High-dimensional learning problems, where the number of features exceeds the sample size, often require sparse regularization for effective prediction and variable selection. While established for fully supervised data, these techniques remain underexplored in weak-supervision settings such as Positive-Confidence (Pconf) classification. Pconf learning utilizes only positive samples equipped with confidence scores, thereby avoiding the need for negative data. However, existing Pconf methods are ill-suited for high-dimensional regimes. This paper proposes a novel sparse-penalization framework for high-dimensional Pconf classification. We introduce estimators using convex (Lasso) and non-convex (SCAD, MCP) penalties to address shrinkage bias and improve feature recovery. Theoretically, we establish estimation and prediction error bounds for the L1-regularized Pconf estimator, proving it achieves near minimax-optimal sparse recovery rates under Restricted Strong Convexity condition. To solve the resulting composite objective, we develop an efficient proximal gradient algorithm. Extensive simulations demonstrate that our proposed methods achieve predictive performance and variable selection accuracy comparable to fully supervised approaches, effectively bridging the gap between weak supervision and high-dimensional statistics.

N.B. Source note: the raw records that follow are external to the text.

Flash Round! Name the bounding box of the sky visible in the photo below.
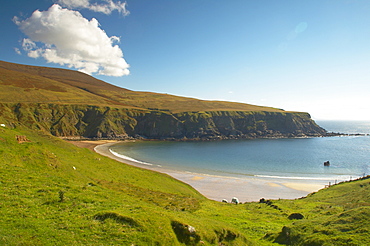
[1,0,370,120]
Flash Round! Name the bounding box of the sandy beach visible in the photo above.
[70,140,329,202]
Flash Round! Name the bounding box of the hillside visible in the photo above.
[0,60,326,140]
[1,126,369,245]
[0,60,282,113]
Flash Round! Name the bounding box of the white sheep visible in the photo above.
[231,197,239,204]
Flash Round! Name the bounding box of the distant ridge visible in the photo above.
[0,60,283,113]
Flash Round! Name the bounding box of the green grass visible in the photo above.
[1,126,369,245]
[0,127,251,245]
[267,180,370,245]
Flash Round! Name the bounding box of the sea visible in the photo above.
[109,120,370,182]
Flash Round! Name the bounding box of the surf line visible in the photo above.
[109,149,157,166]
[254,174,357,181]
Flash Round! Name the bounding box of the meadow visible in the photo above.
[1,125,369,245]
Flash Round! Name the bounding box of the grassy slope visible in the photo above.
[269,181,370,245]
[0,127,257,245]
[1,126,369,245]
[0,60,284,113]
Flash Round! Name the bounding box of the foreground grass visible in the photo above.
[0,126,369,245]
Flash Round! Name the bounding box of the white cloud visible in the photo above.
[21,38,37,52]
[21,38,43,58]
[14,4,130,77]
[56,0,130,15]
[14,48,22,55]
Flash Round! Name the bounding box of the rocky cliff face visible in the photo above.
[0,103,327,140]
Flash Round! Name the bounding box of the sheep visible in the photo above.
[231,197,239,204]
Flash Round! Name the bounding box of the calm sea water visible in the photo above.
[110,121,370,181]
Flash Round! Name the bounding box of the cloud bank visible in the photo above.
[56,0,130,15]
[14,3,129,76]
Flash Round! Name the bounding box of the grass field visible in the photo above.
[1,125,369,245]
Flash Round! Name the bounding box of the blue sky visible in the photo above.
[1,0,370,120]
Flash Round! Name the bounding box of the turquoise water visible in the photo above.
[110,121,370,181]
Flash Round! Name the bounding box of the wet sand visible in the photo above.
[68,140,118,151]
[81,141,330,203]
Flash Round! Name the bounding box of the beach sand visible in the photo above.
[71,140,329,203]
[68,140,118,151]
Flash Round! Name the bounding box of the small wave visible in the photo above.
[254,174,356,181]
[109,149,153,166]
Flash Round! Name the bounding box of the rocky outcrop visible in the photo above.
[0,103,327,140]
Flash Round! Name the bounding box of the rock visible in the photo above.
[187,225,196,234]
[171,221,201,245]
[265,200,272,205]
[288,213,304,220]
[16,135,30,143]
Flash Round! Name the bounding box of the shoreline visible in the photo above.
[79,140,334,203]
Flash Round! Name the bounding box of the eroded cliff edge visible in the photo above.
[0,103,327,140]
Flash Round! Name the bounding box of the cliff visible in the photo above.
[0,103,326,140]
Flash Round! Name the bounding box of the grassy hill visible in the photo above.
[1,125,369,245]
[0,60,284,113]
[0,60,326,140]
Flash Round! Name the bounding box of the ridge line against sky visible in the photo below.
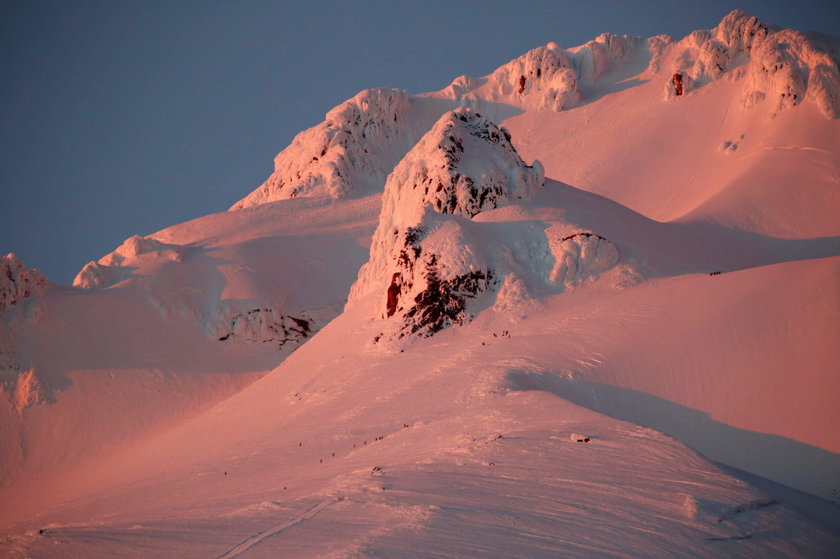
[2,0,839,285]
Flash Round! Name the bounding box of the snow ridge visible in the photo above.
[74,235,185,289]
[232,88,412,208]
[350,109,543,343]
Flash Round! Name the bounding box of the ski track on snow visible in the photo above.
[214,499,333,559]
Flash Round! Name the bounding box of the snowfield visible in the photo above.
[2,10,839,558]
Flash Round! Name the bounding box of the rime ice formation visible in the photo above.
[483,43,580,111]
[232,88,413,208]
[666,10,840,117]
[0,254,45,314]
[442,34,648,112]
[351,109,544,342]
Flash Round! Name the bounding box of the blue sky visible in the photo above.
[2,0,838,284]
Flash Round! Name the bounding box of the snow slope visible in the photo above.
[2,9,839,558]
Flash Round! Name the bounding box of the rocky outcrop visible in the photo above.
[666,10,840,117]
[1,254,45,314]
[212,307,314,350]
[232,88,413,208]
[351,109,543,343]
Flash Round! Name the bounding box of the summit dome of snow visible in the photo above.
[232,88,413,208]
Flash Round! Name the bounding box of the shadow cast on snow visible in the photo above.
[505,370,840,507]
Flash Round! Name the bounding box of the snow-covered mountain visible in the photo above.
[2,10,839,558]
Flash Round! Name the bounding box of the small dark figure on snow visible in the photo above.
[518,75,526,94]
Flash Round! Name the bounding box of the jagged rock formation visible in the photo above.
[232,88,414,208]
[351,109,543,342]
[212,307,314,350]
[1,254,46,314]
[666,10,840,117]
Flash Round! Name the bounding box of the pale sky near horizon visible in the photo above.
[2,0,838,284]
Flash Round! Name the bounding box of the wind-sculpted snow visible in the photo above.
[73,235,186,289]
[546,231,620,286]
[0,254,45,314]
[666,10,840,117]
[232,88,413,208]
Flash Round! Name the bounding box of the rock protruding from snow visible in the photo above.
[1,254,46,314]
[450,43,580,111]
[666,10,840,117]
[212,307,313,350]
[232,88,412,209]
[351,109,543,343]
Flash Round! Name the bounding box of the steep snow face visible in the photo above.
[232,88,412,208]
[351,110,553,343]
[666,10,840,117]
[0,254,46,314]
[568,32,651,84]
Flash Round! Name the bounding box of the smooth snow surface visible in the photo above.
[2,10,839,558]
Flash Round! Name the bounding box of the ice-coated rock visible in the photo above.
[351,109,544,343]
[665,10,840,117]
[232,88,413,208]
[0,254,45,314]
[212,307,314,350]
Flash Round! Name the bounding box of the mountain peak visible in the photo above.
[349,109,546,343]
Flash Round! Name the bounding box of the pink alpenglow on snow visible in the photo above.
[1,9,839,559]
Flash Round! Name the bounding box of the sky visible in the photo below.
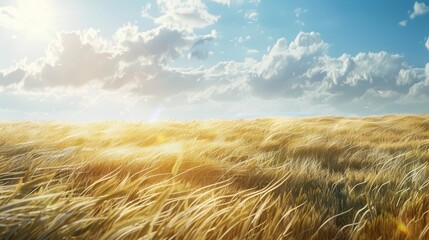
[0,0,428,121]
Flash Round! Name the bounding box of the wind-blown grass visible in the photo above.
[1,115,429,239]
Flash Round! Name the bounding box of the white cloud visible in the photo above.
[23,29,117,89]
[231,35,251,45]
[210,0,231,6]
[398,20,408,27]
[155,0,219,30]
[116,24,190,63]
[141,3,152,19]
[406,64,429,100]
[426,37,429,50]
[240,31,429,115]
[294,7,307,18]
[249,32,329,98]
[294,8,307,28]
[396,68,425,86]
[247,49,259,55]
[105,24,214,96]
[318,52,421,104]
[244,10,258,22]
[2,27,429,118]
[248,0,261,4]
[410,1,429,19]
[400,2,428,27]
[295,20,305,27]
[188,30,217,60]
[210,0,260,7]
[0,67,26,88]
[0,23,221,100]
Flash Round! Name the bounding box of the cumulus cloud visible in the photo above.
[188,30,217,60]
[2,27,429,117]
[410,1,429,19]
[317,52,422,104]
[27,30,117,89]
[0,68,26,88]
[239,31,429,115]
[249,32,328,98]
[102,24,214,96]
[406,64,429,98]
[115,24,190,63]
[154,0,219,30]
[0,23,222,100]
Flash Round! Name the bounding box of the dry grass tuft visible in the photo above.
[1,115,429,239]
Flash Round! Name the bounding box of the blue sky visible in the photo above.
[0,0,428,121]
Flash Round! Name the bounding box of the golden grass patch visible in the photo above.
[1,115,429,239]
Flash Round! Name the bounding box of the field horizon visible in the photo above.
[1,115,429,239]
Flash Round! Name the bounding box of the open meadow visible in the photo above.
[1,115,429,239]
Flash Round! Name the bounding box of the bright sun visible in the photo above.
[16,0,55,37]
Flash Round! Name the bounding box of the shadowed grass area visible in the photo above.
[1,115,429,239]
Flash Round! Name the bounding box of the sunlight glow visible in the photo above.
[16,0,55,37]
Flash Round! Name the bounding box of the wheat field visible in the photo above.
[1,115,429,239]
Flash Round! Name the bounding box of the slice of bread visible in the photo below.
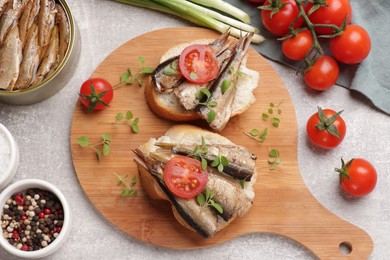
[145,39,260,122]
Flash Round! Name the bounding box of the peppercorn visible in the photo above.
[1,189,65,251]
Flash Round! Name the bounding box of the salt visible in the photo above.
[0,129,11,174]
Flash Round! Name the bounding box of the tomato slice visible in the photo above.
[163,155,208,199]
[178,44,219,84]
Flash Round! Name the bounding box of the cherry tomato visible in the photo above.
[261,0,303,36]
[79,78,114,113]
[336,158,377,197]
[304,55,339,91]
[178,44,219,84]
[282,30,313,60]
[307,0,352,35]
[163,155,208,199]
[306,107,346,149]
[330,25,371,64]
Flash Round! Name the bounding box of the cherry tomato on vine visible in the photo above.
[336,158,377,197]
[306,0,352,35]
[260,0,303,36]
[79,78,114,113]
[304,55,339,91]
[179,44,219,84]
[330,25,371,64]
[163,155,208,199]
[306,107,346,149]
[282,30,313,60]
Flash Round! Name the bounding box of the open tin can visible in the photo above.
[0,0,81,105]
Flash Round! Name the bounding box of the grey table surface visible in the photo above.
[1,0,389,259]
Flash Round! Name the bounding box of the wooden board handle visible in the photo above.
[252,168,373,259]
[285,205,373,258]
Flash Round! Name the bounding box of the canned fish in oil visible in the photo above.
[0,0,81,105]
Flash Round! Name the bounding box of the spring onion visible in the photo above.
[188,0,250,24]
[112,0,265,43]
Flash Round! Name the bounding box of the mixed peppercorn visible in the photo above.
[0,189,64,251]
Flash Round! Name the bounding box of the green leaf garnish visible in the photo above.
[262,101,282,128]
[196,88,211,103]
[240,179,245,189]
[197,193,206,206]
[201,158,208,171]
[197,187,223,214]
[77,136,90,147]
[208,101,218,107]
[272,117,280,128]
[117,57,154,88]
[77,134,111,162]
[210,201,223,214]
[103,143,110,156]
[211,155,229,172]
[250,128,259,136]
[207,109,216,123]
[220,156,229,167]
[138,56,145,64]
[126,111,133,120]
[101,134,111,142]
[163,66,177,76]
[121,188,130,197]
[268,148,281,170]
[211,157,220,167]
[114,172,138,197]
[269,149,279,158]
[244,128,268,143]
[188,136,209,171]
[141,67,154,74]
[115,110,140,134]
[221,80,231,94]
[262,113,269,120]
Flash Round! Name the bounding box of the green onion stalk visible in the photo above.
[112,0,265,43]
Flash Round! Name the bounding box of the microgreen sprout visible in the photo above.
[163,60,180,76]
[188,136,208,170]
[262,102,282,128]
[115,110,140,133]
[221,79,231,94]
[76,134,111,162]
[244,127,268,143]
[229,66,244,77]
[117,56,154,88]
[195,88,218,123]
[197,187,223,214]
[114,172,138,197]
[268,148,282,171]
[211,154,229,172]
[239,176,250,189]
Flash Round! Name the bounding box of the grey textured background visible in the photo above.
[1,0,389,259]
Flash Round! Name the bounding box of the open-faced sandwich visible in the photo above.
[145,31,260,131]
[133,125,257,238]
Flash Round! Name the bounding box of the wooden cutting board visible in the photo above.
[70,27,373,258]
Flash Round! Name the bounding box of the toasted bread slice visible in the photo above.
[145,39,259,122]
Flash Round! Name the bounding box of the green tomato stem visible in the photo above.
[295,0,323,56]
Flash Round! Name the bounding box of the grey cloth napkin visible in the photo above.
[227,0,390,114]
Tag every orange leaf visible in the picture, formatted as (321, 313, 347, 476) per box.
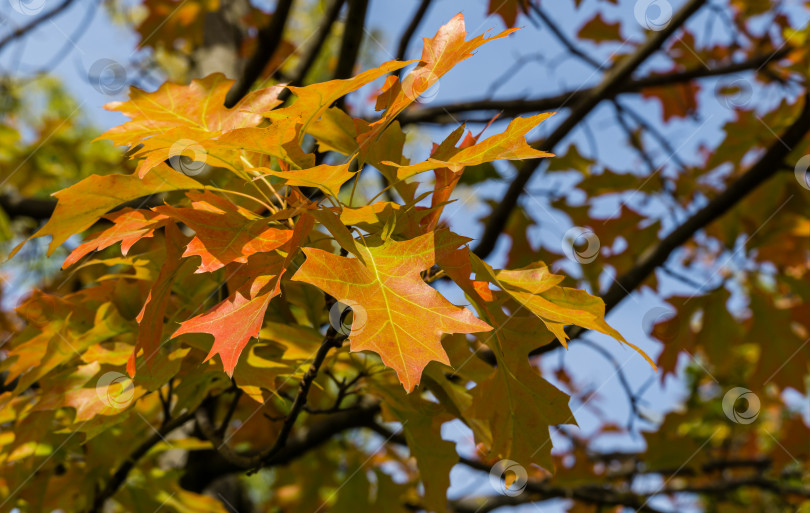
(384, 113, 555, 180)
(259, 162, 355, 198)
(62, 208, 170, 269)
(365, 13, 517, 143)
(99, 73, 286, 176)
(11, 163, 202, 257)
(292, 231, 492, 392)
(155, 191, 293, 273)
(171, 215, 314, 375)
(129, 222, 188, 376)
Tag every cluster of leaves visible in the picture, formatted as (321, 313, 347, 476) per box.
(3, 0, 810, 511)
(0, 15, 652, 512)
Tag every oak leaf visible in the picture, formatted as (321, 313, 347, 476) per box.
(62, 208, 170, 269)
(383, 113, 555, 180)
(171, 215, 314, 375)
(155, 191, 293, 273)
(12, 163, 201, 256)
(99, 74, 285, 176)
(292, 231, 492, 391)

翻译：高维学习问题中，特征数量超过样本量的情况通常需要稀疏正则化以实现有效预测和变量选择。尽管此类技术在完全监督数据上已较为成熟，但在弱监督场景（如正置信度分类）中仍缺乏深入探索。正置信度学习仅利用带有置信度评分的正样本，从而避免了对负数据的需求。然而，现有的正置信度方法难以适应高维场景。本文提出了一种面向高维正置信度分类的新型稀疏惩罚框架。我们引入采用凸惩罚（Lasso）与非凸惩罚（SCAD、MCP）的估计量，以解决收缩偏差并提升特征恢复能力。在理论上，我们建立了L1正则化正置信度估计量的估计误差与预测误差界，证明其在受限强凸性条件下能够达到近乎极小极大最优的稀疏恢复速率。针对由此产生的复合目标函数，我们开发了一种高效近端梯度算法。大量仿真实验表明，所提方法在预测性能与变量选择准确性方面可与完全监督方法相媲美，有效弥合了弱监督学习与高维统计之间的鸿沟。